Sometimes I almost felt normal.

The year 1968 began with Joy and Ray announcing their engagement. I’d expected this for a long while and was delighted for them. Ray, a carpenter with a Bairnsdale builder, asked Dad’s for consent down at the dairy after an evening of milking, and was so nervous he lit his cigarette at the wrong end.

In February I began my ‘Matric’ Year 12, studying English Expression, English Literature, French, Australian History and Biology. There had been no news about my American trip and I tried not to care.

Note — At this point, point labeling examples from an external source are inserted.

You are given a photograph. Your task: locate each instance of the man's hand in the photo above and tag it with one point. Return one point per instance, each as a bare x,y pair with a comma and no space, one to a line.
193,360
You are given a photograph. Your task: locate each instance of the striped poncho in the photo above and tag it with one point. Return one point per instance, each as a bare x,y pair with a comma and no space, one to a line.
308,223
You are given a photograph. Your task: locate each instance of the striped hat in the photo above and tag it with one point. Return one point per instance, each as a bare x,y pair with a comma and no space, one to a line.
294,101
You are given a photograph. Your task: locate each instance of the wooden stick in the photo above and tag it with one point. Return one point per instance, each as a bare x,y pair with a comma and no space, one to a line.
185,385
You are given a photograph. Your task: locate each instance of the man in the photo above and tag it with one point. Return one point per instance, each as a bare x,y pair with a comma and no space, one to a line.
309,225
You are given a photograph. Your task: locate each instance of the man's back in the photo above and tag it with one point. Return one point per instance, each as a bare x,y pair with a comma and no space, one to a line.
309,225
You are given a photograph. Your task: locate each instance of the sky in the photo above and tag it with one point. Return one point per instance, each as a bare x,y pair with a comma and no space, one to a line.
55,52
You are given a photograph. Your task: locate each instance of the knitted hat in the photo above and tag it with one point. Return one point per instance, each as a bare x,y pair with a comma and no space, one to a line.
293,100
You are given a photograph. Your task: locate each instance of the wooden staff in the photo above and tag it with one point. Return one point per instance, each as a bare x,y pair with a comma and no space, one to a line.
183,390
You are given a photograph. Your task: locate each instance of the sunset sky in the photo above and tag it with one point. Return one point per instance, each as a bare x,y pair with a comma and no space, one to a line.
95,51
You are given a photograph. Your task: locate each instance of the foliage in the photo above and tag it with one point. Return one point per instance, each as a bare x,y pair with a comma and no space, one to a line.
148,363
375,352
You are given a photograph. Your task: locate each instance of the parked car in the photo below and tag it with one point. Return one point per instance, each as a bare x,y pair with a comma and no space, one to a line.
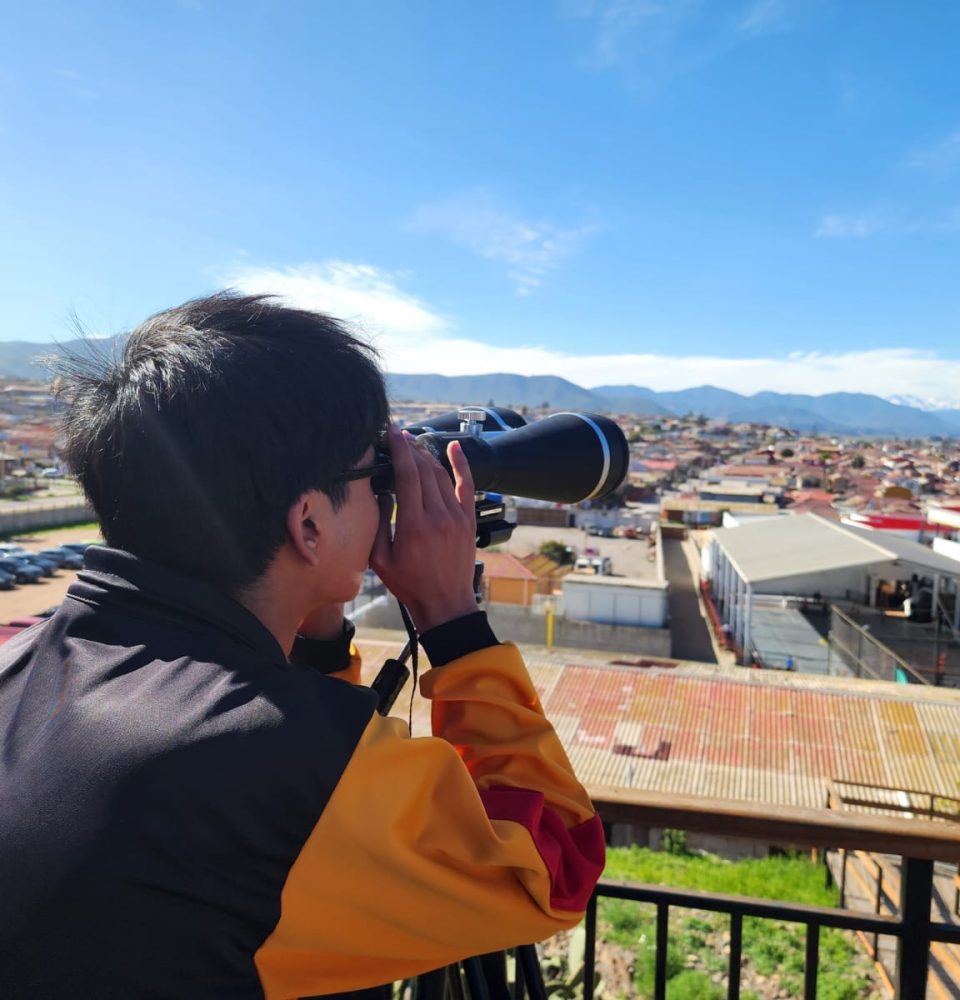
47,566
65,558
23,572
80,547
24,621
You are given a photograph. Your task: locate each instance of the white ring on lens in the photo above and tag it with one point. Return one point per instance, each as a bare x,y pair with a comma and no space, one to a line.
604,446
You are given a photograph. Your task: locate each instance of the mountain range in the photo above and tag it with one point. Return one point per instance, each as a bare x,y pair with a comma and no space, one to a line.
832,413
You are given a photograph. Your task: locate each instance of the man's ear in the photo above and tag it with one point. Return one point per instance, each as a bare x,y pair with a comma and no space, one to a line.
303,527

Just as I was going up the pole waiting, and Mum was about to topple off, the letter arrived. Encouraged by its big size, I tore it open to find a letter of congratulations on being selected as an exchange student. Almost a year had passed since starting the application process and I’d been afraid to think about going in case I wasn’t selected. Now I could allow myself to feel excited. I ran to the dairy and tell Dad; he gave me two big kisses. Mum seemed to have mixed feelings. Joy was happy. I rang George at 8pm. He answered the telephone and as soon as I said ‘Hello’ he knew the letter had come. ‘It has come, hasn’t it?’ he asked. ‘I can tell by the sound of your voice that you are going to the USA.’ He made me tell him that I’d won a scholarship and then he fell quiet.

I would miss George but my dream was coming true. Well, almost. My host family did not live on a Texas ranch. They lived on a Hampshire hog farm in Missouri.